Высились гигантские ледники, тропа шла гулкими ущельями со следами обвалов, сверкал на недоступных вершинах голубоватый снег, замки и смотровые башни висели над темными пропастями. Поэт был восхищен этой величественной панорамой. Его впечатления отзовутся в драме суровостью пейзажа, возникающего в ключевых сценах, образами заоблачных скал, где даже птица не решается свить гнездо, и нагих гранитов, и расщелин, дышащих ядовитым паром. Непримиримая категоричность Манфреда, его монологи, накаленные безудержной страстью, полярность устремлений, в нем накрепко соединившихся, отказ от каких бы то ни было полутонов – сам характер поэтического повествования оказывался сугубо романтическим, необычным.

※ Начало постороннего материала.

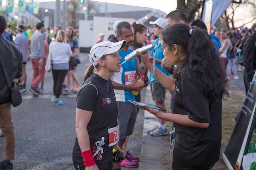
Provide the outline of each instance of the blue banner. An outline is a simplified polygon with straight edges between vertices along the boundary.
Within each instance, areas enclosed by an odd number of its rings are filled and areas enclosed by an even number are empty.
[[[7,0],[6,12],[12,13],[13,11],[13,0]]]
[[[18,12],[21,14],[25,14],[26,12],[26,2],[25,0],[19,0]]]
[[[210,0],[205,0],[204,6]],[[233,0],[212,0],[212,28],[216,24],[220,17],[222,15]],[[205,8],[204,8],[202,20],[205,20]]]
[[[29,6],[29,12],[38,14],[39,9],[39,2],[37,0],[31,0]]]

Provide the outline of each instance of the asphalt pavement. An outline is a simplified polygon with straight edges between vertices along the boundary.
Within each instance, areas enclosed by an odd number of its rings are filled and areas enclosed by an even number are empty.
[[[80,54],[81,64],[77,75],[82,82],[89,66],[87,53]],[[51,104],[53,83],[51,72],[47,73],[44,91],[34,97],[28,90],[33,70],[30,62],[27,64],[26,91],[23,93],[23,102],[12,108],[12,119],[16,135],[15,157],[12,162],[15,170],[74,170],[72,149],[76,133],[76,94],[61,96],[63,105]],[[140,156],[144,122],[143,112],[139,113],[134,134],[130,138],[128,149]],[[0,157],[3,157],[4,137],[0,137]],[[126,169],[122,168],[122,169]],[[134,170],[137,168],[134,168]]]

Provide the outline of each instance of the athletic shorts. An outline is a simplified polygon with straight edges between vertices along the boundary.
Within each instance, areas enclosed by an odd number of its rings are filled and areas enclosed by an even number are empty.
[[[102,162],[96,161],[96,165],[99,170],[112,170],[113,166],[113,160],[106,162]],[[76,168],[76,170],[85,170],[85,167],[84,164],[80,164]]]
[[[117,102],[118,121],[120,123],[120,139],[132,135],[137,118],[137,107],[131,103]]]
[[[157,81],[150,85],[150,89],[153,100],[155,102],[163,102],[165,100],[166,90]]]

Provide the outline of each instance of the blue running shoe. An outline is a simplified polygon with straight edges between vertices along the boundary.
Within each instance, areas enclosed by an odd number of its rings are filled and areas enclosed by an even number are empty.
[[[55,100],[55,102],[54,102],[54,105],[64,105],[64,104],[65,104],[65,102],[64,102],[64,101],[63,101],[62,100]]]

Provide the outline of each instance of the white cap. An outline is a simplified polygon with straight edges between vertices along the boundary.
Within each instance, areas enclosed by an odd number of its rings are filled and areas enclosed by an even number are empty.
[[[152,25],[155,24],[162,28],[164,28],[166,27],[166,24],[165,22],[165,20],[163,18],[158,18],[154,22],[150,21],[149,23]]]
[[[105,35],[104,33],[100,33],[99,35],[99,37],[105,36]]]
[[[113,25],[113,29],[114,29],[115,33],[116,33],[116,27],[117,27],[117,25],[121,22],[123,22],[123,21],[116,21],[115,22],[115,23],[114,23],[114,24]]]
[[[98,60],[104,55],[115,53],[126,45],[125,40],[114,43],[111,41],[103,41],[95,44],[90,51],[89,61],[94,67],[97,65]]]

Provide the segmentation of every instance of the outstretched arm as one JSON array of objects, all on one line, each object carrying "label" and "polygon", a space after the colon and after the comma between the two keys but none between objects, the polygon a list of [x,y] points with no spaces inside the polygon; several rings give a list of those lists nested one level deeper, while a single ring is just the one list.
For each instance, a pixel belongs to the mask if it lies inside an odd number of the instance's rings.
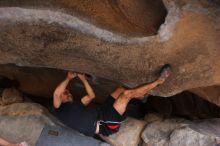
[{"label": "outstretched arm", "polygon": [[61,95],[66,90],[67,85],[69,84],[69,81],[76,77],[76,73],[74,72],[68,72],[67,77],[64,81],[62,81],[55,89],[53,93],[53,105],[55,108],[59,108],[62,100]]},{"label": "outstretched arm", "polygon": [[82,81],[84,87],[86,88],[86,92],[87,92],[87,95],[81,99],[81,102],[85,106],[87,106],[95,98],[95,93],[94,93],[92,87],[90,86],[89,82],[87,81],[84,74],[78,74],[78,77]]}]

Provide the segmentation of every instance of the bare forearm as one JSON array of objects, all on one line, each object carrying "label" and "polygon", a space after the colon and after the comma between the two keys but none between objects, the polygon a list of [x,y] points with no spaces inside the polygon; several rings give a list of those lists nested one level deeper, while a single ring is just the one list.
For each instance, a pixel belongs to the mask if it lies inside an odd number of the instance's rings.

Но драматического напряжения все это создать не могло. И не помогали ни намеки на какую-то страшную тайну Манфреда, о которой, даже закрыв последнюю страницу, можно лишь догадываться, ни появление в пьесе таких персонажей, как аббат, пытающийся спасти героя, заставив его покаяться и смириться, или Ариман, злое божество, в персидской мифологии олицетворяющее силы ада. Кто-то из критиков тогда же не без причины заметил, что «Манфред» – не драма, а только сильно растянувшийся монолог заглавного героя и что три акта, на которые разделена пьеса, остаются чистой условностью, поскольку действия нет ни в одном.

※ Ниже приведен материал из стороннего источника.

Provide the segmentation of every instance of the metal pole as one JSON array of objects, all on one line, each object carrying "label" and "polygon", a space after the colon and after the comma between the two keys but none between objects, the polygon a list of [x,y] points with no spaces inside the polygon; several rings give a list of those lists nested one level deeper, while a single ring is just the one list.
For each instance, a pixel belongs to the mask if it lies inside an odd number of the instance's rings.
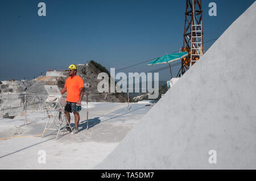
[{"label": "metal pole", "polygon": [[171,72],[171,79],[172,79],[172,69],[171,68],[171,65],[170,64],[169,67],[170,67],[170,71]]},{"label": "metal pole", "polygon": [[27,125],[27,93],[25,94],[25,125]]},{"label": "metal pole", "polygon": [[88,94],[86,94],[86,103],[87,103],[87,129],[89,129],[89,122],[88,122]]},{"label": "metal pole", "polygon": [[128,102],[128,111],[130,112],[130,100],[129,100],[129,89],[127,89],[127,102]]}]

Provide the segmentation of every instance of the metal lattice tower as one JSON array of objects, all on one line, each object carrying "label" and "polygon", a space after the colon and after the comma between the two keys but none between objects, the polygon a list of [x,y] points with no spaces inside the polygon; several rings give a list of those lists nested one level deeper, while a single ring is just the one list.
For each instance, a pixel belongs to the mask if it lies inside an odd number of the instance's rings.
[{"label": "metal lattice tower", "polygon": [[188,56],[181,60],[181,73],[185,72],[204,54],[202,0],[187,0],[185,27],[181,52]]}]

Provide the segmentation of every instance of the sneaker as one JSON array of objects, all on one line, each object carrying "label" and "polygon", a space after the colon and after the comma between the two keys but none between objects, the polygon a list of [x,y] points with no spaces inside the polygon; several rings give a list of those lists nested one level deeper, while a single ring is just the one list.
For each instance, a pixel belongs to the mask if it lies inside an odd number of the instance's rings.
[{"label": "sneaker", "polygon": [[71,128],[70,128],[69,126],[66,125],[66,127],[64,128],[64,131],[71,132]]},{"label": "sneaker", "polygon": [[79,132],[79,130],[78,129],[78,127],[75,127],[74,129],[73,129],[73,131],[71,133],[71,134],[75,134],[78,133],[78,132]]}]

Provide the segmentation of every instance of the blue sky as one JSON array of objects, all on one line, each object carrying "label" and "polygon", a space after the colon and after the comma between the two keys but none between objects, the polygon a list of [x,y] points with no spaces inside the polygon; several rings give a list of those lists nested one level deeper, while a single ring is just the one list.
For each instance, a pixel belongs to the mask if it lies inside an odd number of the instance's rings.
[{"label": "blue sky", "polygon": [[[2,0],[0,80],[20,79],[93,60],[120,69],[179,50],[183,43],[185,0]],[[47,16],[38,15],[46,4]],[[217,6],[209,16],[208,5]],[[220,37],[254,0],[203,0],[204,41]],[[214,41],[205,44],[207,49]],[[123,70],[146,72],[167,65]],[[176,74],[179,66],[173,68]],[[170,78],[170,70],[159,73]]]}]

Может быть, и правда справедливее было бы назвать «Манфреда» поэмой. Такое уточнение не лишне и не формально: драматическому писателю подобает знать законы сцены, или уж незачем использовать театральную форму. «Манфред», как и все другие пьесы Байрона, страдал оттого, что в нем не было той сжатости и энергии, какую в себе содержит поэзия, но и столкновения противостоящих характеров, дающего жизнь драме, не возникало. Оттого современники и не оценили все содержательное богатство, здесь скрытое.